I had a second date last Friday, a week ago from tonight. I thought it went well, but I haven't heard from The Boy yet. Yep, that's right - no name, just "The Boy". Far as I'm concerned, they have to earn being called by name. Until there's something going on, until I know they're actually interested, until they actually CALL ME, they're just "The Boy". Because they're really all the same until that happens, you know? And I know they're supposedly "men" not "boys", but considering they don't tend to act like it, they're not going to be labeled it. Plus, I've always just said "The Boy" in relation to whatever random guy I have a date or two with. I liked this Boy. Date number one, coffee, went well - we sat and talked for over 2 hours. Date number two, drinks, also went well (or so I thought) - we sat and talked for 3 hours. I mean, if he wasn't interested, he could've called it a night after an hour and a half. So, why sit there and talk to me for 3 hours as if you're interested and then not call, email, or text? That's right - any form of communication would be ok. I emailed him yesterday morning, saying thank you again and asking if he was interested in getting together again. No response, at least not yet, but I have absolutely no hope.
So, now it's Friday night, I'm sitting home blogging, tomorrow is Valentine's Freakin' Day, and I'm lonely as hell. See, what happens is, when I don't have any dating action at all for a while, the whole wanting to find someone thing gets pushed to the back burner in my mind. It gets easier to just ignore the whole thing, the whole topic. But then when I have a date or two, and especially when I actually like the guy, and then it fizzles out, it brings it all back up again in my mind and I get really lonely and miserable being single.
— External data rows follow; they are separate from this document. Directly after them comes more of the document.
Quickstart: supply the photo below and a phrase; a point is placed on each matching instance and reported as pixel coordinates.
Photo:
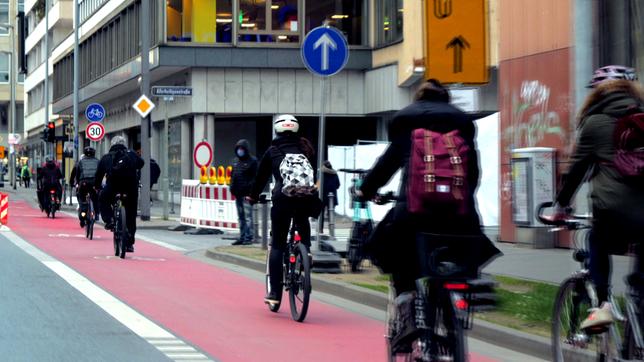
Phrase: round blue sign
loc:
(95, 112)
(325, 51)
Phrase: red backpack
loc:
(629, 147)
(437, 172)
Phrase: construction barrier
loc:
(208, 206)
(4, 208)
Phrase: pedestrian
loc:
(330, 185)
(244, 170)
(25, 175)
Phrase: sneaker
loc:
(272, 297)
(599, 318)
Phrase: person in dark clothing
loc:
(83, 177)
(128, 186)
(331, 185)
(244, 170)
(431, 110)
(51, 177)
(285, 208)
(617, 205)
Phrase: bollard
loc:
(331, 216)
(265, 225)
(172, 197)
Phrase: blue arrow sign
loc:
(95, 112)
(325, 51)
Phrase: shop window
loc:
(199, 21)
(269, 21)
(346, 15)
(389, 22)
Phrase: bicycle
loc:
(362, 226)
(121, 235)
(444, 303)
(297, 275)
(577, 295)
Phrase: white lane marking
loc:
(123, 313)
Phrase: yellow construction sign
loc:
(456, 36)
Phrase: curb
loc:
(505, 337)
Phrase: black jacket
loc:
(244, 170)
(105, 165)
(270, 164)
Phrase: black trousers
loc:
(284, 211)
(106, 201)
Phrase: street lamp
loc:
(12, 108)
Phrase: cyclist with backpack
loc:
(84, 177)
(120, 168)
(610, 146)
(295, 197)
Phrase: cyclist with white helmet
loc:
(617, 203)
(286, 146)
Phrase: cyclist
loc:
(51, 177)
(617, 205)
(120, 168)
(83, 177)
(396, 244)
(286, 206)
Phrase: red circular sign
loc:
(202, 154)
(95, 131)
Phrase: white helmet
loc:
(286, 123)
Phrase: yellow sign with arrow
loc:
(457, 41)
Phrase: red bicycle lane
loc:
(217, 310)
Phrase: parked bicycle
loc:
(121, 234)
(297, 274)
(621, 341)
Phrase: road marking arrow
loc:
(325, 42)
(458, 43)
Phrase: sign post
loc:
(325, 52)
(456, 41)
(167, 93)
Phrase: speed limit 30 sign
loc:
(95, 131)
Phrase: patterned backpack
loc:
(437, 176)
(297, 175)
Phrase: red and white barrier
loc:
(208, 206)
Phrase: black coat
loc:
(244, 170)
(438, 117)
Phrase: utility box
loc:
(533, 183)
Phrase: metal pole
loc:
(12, 80)
(76, 78)
(321, 148)
(164, 160)
(145, 122)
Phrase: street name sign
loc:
(325, 51)
(457, 41)
(95, 131)
(95, 112)
(171, 91)
(143, 106)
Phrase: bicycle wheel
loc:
(122, 230)
(569, 342)
(299, 279)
I'm done being single. I've done all I want and need to do as a single woman. I've started a new job, changed careers, moved to a new city, bought a house, got a dog, sold a house, moved back to the original city, started a new job. I'm so beyond ready to finally have someone to share things with, do things with, oh yeah, and have babies with! I know I could do that as a single woman, but I really don't want to. I mean, maybe someday I'll have no choice - I don't want to have to give up both having a husband and having kids, but I'd really rather have them with a husband.
Why is it so easy for what seems like everyone else to find someone? Why is it that they can and I can't? What do they have that I don't? What do they do that I don't? Could it really be that no one wants to be with me because I'm chubby? I have that in the back of my mind, that I won't be able to find someone until I lose weight. But then I think, well, this is me - I shouldn't have to change. I'll never be a skinny girl, so guys who want those aren't the right guy for me - fine. But there are so many girls who are chubby, or even fat, who have boyfriends and husbands - why can't I be one of them? Why is it so damn hard to find someone? I moved back to my current city specifically because my old city wasn't where I was going to find someone. I want to find a Jewish guy, and there just weren't enough choices there. There are supposedly so many more of them here, but I heard recently that in this city, there are 4-5 Jewish girls for every Jewish guy. Lovely. Wish I knew that before I moved back!